On the hitters’ side, they acquired 2019 All-Star Josh Bell on Christmas Eve, who finished the last entire baseball season we saw with 37 home runs, 116 RBI, and .936 OPS. Plus, with the duo of 27-year-old Trae Turner and 22-year-old Juan Soto still firmly on the team, the Nationals will always have a chance offensively. Perhaps Kyle Schwarber could bounce back to 30-plus home runs now that he’s away from Chicago, as well.
It would be surprising to see the Phillies achieve what would be their first playoff berth in 10 years, but they’ve been competitive in each of the last three seasons, even though they’ve finished at .500 or narrowly under each time. Aaron Nola has been in the top-seven of the NL Cy Young voting in two of the last three seasons, and Zack Wheeler thrived in 11 starts on his new team last year, recording a 2.92 ERA, finishing 12th in Cy Young voting.

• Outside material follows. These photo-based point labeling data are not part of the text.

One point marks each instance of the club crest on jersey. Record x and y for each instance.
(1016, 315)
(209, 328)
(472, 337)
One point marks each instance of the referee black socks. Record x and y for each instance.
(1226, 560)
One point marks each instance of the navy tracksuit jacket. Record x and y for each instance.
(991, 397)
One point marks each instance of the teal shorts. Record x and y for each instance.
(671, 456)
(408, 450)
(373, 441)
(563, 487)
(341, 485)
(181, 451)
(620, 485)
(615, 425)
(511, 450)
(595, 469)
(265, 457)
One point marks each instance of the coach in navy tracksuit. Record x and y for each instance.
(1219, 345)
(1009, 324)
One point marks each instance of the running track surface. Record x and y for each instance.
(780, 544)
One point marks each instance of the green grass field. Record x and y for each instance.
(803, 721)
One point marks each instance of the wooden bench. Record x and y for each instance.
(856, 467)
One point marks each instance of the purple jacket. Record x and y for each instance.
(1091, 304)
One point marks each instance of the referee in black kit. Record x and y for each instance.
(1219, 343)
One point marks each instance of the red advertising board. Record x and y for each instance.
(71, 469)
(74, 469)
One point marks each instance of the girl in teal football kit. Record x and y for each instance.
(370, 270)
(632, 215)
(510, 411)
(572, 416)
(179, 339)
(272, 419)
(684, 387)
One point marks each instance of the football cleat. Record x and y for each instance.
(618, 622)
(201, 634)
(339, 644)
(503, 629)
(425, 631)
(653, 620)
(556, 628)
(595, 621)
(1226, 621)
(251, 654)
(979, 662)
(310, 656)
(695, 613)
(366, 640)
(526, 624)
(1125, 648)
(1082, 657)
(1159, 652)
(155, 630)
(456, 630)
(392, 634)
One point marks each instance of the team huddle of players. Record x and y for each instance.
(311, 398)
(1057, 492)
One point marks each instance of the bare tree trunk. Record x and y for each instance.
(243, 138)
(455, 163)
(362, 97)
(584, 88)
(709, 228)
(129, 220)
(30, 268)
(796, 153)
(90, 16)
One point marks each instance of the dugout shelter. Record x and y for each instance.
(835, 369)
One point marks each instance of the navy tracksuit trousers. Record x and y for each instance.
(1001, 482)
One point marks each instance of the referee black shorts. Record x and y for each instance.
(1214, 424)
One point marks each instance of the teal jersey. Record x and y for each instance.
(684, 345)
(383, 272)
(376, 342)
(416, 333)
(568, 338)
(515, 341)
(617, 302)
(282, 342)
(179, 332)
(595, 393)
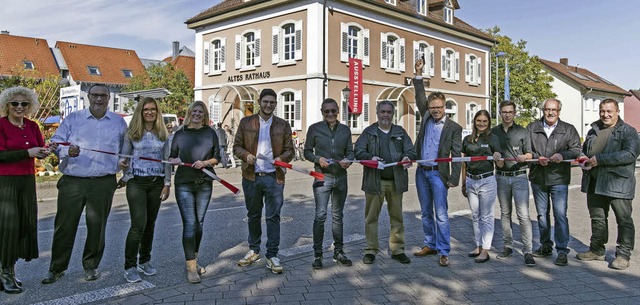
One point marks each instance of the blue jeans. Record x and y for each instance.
(432, 194)
(544, 197)
(264, 191)
(482, 200)
(336, 189)
(193, 201)
(515, 191)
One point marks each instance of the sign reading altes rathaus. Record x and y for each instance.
(248, 76)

Their bullpen largely struggled last season, and it’s fair to expect much of the same this season, which probably factors into their odds.
Their main concern with their lineup has to be consistency. Between J.T. Realmuto, Bryce Harper, Andrew McCutchen, Didi Gregorius, Rhys Hoskins, and Jean Segura, the Phillies didn’t collectively get enough from their key hitters. Only Harper had an OPS of at least .900 last season among this group. Third baseman Alec Bohm did finish second in Rookie of the Year voting, surprisingly hitting .338 in 160 rookie at-bats.
And the Marlins, shockingly, reached the extended-playoff field of 16 and even won a wild-card series 2-0 over the Cubs before being swept by the Braves in the NLDS last season. Their pitching was the key to their unforeseen season. The fivesome of Sandy Alcántara, Pablo Lopez, Sixto Sánchez, Daniel Castano, and Eliser Hernández are all back, though Sanchez is still working his way from injury. All five pitchers are in their early-to-mid-twenties and posted ERAs of 3.00 to 3.61 last season. They lost closer Brandon Kintzler to the Phillies, though, and he had 12 saves with a 2.22 ERA in 24 appearances.
The Marlins obviously didn’t have a big offseason: It’s the Marlins, and it’s not 2012. But as far as hitting, they return most of their lineup, led by Miguel Rojas, who hit .304, Brian Anderson, who paced the team with 11 home runs and 38 RBI, and Jesús Aguilar, who had a bounce-back campaign with eight homers and 34 RBI in 51 games while hitting .277. The Marlins also have a prospect worth following named Jazz Chisolm, who turned 23 in February and may become their starting second baseman this season.